Cette autre statue colossale, érigée en l'honneur de l'empereur Claude, est d'un excellent travail, et fut trouvée avec celle d'Auguste dans le même lieu. Auguste est représenté comme une divinité, et Claude comme un héros; c'est ce qui paraît par la nudité totale du corps et le sceptre ou bâton de lance (hasta pura) sur laquelle il s'appuie. Le bâton de lance était originairement un prix décerné à la valeur par les généraux romains (Polybe VI, 37); il devint ensuite un signe d'honneur: on remarque ce signe sur les médailles qu'Auguste fit frapper en l'honneur de ses petits-fils, Lucius et Caïus Cæsar, princes de la jeunesse. Le bâton de lance et la nudité distinguaient les statues héroïques auxquelles les jeunes gens des gymnases servaient de modèles, et qu'on nommait du nom d'Achille, achilleæ (Plin. XXXIV, 5.) L'empereur porte au doigt annulaire une bague avec le signe du lituus, comme dans le premier bronze. L'inscription qu'on a trouvée sur une lame de bronze qui revêtissait la base sur laquelle la statue était posée, confirme les rapprochemens que l'on peut faire de la tête avec les traits connus de Claude. Voici l'inscription telle qu'elle est figurée sur la base, avec les lettres suppléées pour en donner le sens parfait:

TIberio. CLAVDIO. DRVSI. Filio. CAISARI. AVGVSTo.

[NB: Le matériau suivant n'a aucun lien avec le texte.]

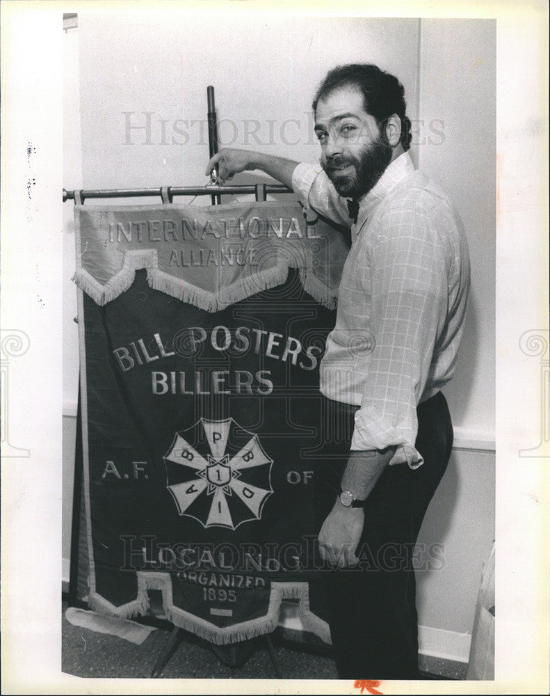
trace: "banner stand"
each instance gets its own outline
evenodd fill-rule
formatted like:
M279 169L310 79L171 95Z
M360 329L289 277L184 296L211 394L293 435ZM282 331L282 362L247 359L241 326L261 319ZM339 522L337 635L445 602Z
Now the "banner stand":
M218 137L216 115L214 106L213 88L207 88L209 150L211 157L218 152ZM265 201L268 193L292 193L292 190L281 184L257 184L255 185L222 187L218 184L217 171L215 169L211 177L211 182L205 187L162 187L160 189L96 189L96 190L63 190L63 202L72 200L75 205L82 205L86 198L134 198L160 196L163 203L172 203L174 196L204 196L210 195L213 205L220 203L221 194L254 193L257 201ZM72 521L71 529L70 571L69 580L68 600L71 606L84 606L79 597L79 560L81 558L80 539L82 530L82 477L83 475L83 440L81 425L81 390L79 385L76 442L74 459L74 483L73 490ZM139 620L139 619L138 619ZM159 658L151 672L151 677L158 677L167 664L171 655L183 637L183 629L175 626L161 651ZM275 675L281 678L281 672L273 649L269 634L264 636L267 644L270 658L273 663ZM252 639L253 640L253 639ZM223 663L232 667L242 666L250 656L249 651L243 644L248 641L234 643L230 645L213 646L214 652Z

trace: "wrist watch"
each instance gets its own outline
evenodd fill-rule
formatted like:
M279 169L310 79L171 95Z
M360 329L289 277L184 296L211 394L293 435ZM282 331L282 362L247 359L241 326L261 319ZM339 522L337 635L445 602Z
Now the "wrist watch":
M358 500L354 498L349 491L341 491L338 497L344 507L364 507L366 503L366 499Z

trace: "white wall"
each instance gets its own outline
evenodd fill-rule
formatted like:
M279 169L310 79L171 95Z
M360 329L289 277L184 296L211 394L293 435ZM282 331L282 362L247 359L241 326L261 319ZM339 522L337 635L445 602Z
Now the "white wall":
M453 452L419 539L443 544L445 563L440 570L421 575L419 582L421 649L467 659L482 562L494 535L494 24L336 17L297 22L265 17L255 22L247 19L245 33L234 16L214 17L207 24L202 18L184 20L162 13L79 14L78 22L73 31L78 33L79 69L76 74L66 71L65 84L73 97L74 90L80 93L81 145L77 120L67 125L66 118L76 155L65 167L67 189L206 183L209 84L216 89L218 120L226 121L220 124L222 144L314 161L318 145L311 132L311 100L329 68L373 62L403 83L410 117L418 123L419 113L424 121L415 129L414 142L421 145L413 146L413 159L419 159L421 168L454 200L471 252L468 326L456 376L446 390L460 448ZM70 45L74 52L76 42ZM76 110L74 100L67 103ZM124 112L133 112L132 125L145 125L145 111L151 112L149 144L145 130L131 131L129 139L126 133ZM183 148L175 129L182 127L179 119L188 121ZM243 119L259 122L261 144L250 134L252 122L247 136ZM270 119L274 120L270 143ZM442 128L438 119L444 122ZM202 122L202 137L200 124L191 125L192 120ZM242 175L236 183L260 178ZM70 216L71 204L65 205ZM68 276L74 256L68 222L65 239ZM67 557L78 353L75 293L67 277L64 282L63 555Z
M419 166L452 197L464 221L471 294L456 373L445 390L453 422L494 439L496 20L423 19L420 113L444 122Z

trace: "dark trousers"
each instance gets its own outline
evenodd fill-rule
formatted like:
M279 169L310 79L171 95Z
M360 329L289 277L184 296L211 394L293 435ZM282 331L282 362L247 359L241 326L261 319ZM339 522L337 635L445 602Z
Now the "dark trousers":
M356 409L326 400L350 437ZM415 679L418 625L414 565L429 553L414 548L430 500L443 476L453 427L441 393L419 404L416 448L424 459L416 469L387 466L369 496L355 569L322 573L330 633L340 679ZM344 458L316 475L321 525L340 491ZM321 528L321 526L319 527ZM417 549L418 551L418 549Z

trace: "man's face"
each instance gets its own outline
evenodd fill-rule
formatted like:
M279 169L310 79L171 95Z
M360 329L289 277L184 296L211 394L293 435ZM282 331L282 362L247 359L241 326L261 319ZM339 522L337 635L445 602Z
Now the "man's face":
M315 132L321 166L340 196L359 198L368 193L391 161L391 147L364 110L357 89L343 87L319 100Z

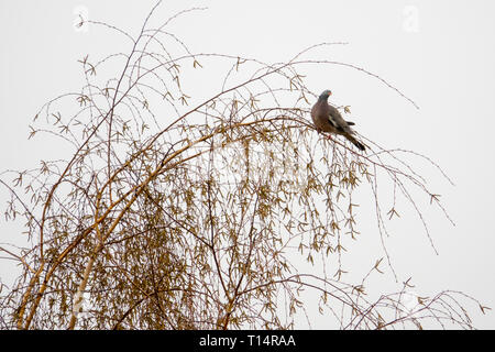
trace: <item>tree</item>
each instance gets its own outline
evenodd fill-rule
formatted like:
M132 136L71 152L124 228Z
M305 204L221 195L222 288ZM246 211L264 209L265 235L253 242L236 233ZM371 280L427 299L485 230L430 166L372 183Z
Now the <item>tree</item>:
M12 183L0 179L11 194L4 216L25 219L31 243L16 252L0 248L22 268L0 300L3 328L287 329L305 307L304 288L318 293L322 311L343 329L421 328L424 321L472 328L461 300L486 307L463 293L415 297L411 308L407 280L398 293L369 299L364 284L383 270L382 260L361 283L343 280L345 243L359 234L355 190L372 191L393 272L384 235L385 218L398 217L395 200L413 205L430 240L411 188L444 212L400 155L438 166L364 136L369 153L318 135L308 119L317 95L300 68L346 66L414 101L361 67L305 58L339 43L278 64L193 54L167 25L198 9L150 28L158 6L135 37L86 21L125 37L131 50L99 61L86 55L80 91L48 101L35 116L30 138L54 134L72 157L15 172ZM218 92L190 94L215 67L227 68L208 82ZM393 189L391 209L382 209L378 182ZM317 255L337 256L338 267L305 272L304 262L315 265Z

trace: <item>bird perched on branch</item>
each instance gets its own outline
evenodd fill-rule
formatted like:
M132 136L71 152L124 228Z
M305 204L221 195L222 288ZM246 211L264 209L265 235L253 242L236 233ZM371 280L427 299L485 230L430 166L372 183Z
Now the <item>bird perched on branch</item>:
M350 128L354 122L345 121L339 110L328 103L328 97L331 95L332 92L330 90L324 90L311 109L311 119L317 131L341 134L360 151L364 151L364 145L353 136L355 132ZM330 135L328 139L331 139Z

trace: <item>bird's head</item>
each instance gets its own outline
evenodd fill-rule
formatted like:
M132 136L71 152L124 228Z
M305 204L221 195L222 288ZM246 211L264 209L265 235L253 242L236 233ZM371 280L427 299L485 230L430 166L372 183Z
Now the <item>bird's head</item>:
M328 97L330 97L332 95L332 91L331 90L329 90L329 89L327 89L327 90L323 90L323 92L320 95L320 100L327 100L328 99Z

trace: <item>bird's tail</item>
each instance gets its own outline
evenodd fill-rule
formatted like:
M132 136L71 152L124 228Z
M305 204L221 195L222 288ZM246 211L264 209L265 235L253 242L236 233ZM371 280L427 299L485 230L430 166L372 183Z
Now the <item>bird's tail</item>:
M359 142L355 138L353 138L351 134L345 133L344 135L345 135L345 138L346 138L352 144L354 144L360 151L364 151L364 150L365 150L365 146L364 146L361 142Z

GERMANICO. PONTIFici. MAXimo. TRibunitia. PotesTate.

VIII. ImPeratori XVI. COnsuli IIII. PatRi. PATRIæ. ceNSori.

EX TESTAMENTO.... mESSI. Lucii Filii Marci Nepotis

SENECÆ. MILITis. COHORtis. XIII. VRBANÆ ET

DEDICATioNI. EIVS. LEGAVIT MVNICIPIBus SINGVLIS.

HS. IIII. Nummos.

On voit par-là que ce bronze a été érigé en vertu du testament d'un certain Messius, soldat de la treizième cohorte de la garde de Rome (urbanæ), lequel avait légué pour la dédicace de la statue quatre sesterces (environ 16 sous de notre monnaie) par tête de chacun de ses concitoyens. Ce legs de quatre sesterces par tête était la libéralité assez ordinairement en usage pour la dédicace des statues, comme l'attestent plusieurs inscriptions; elle contribuait aux frais d'un repas public, ou servait à des largesses qui en tenaient lieu sous le nom de sportulæ: l'inscription, en énumérant les dignités de l'empereur, détermine aussi l'époque du monument qu'on peut rapporter à la 6e année de son règne, l'an 802 de Rome, et 49 de l'ère vulgaire.

Hauteur, 8 P. 6 p°.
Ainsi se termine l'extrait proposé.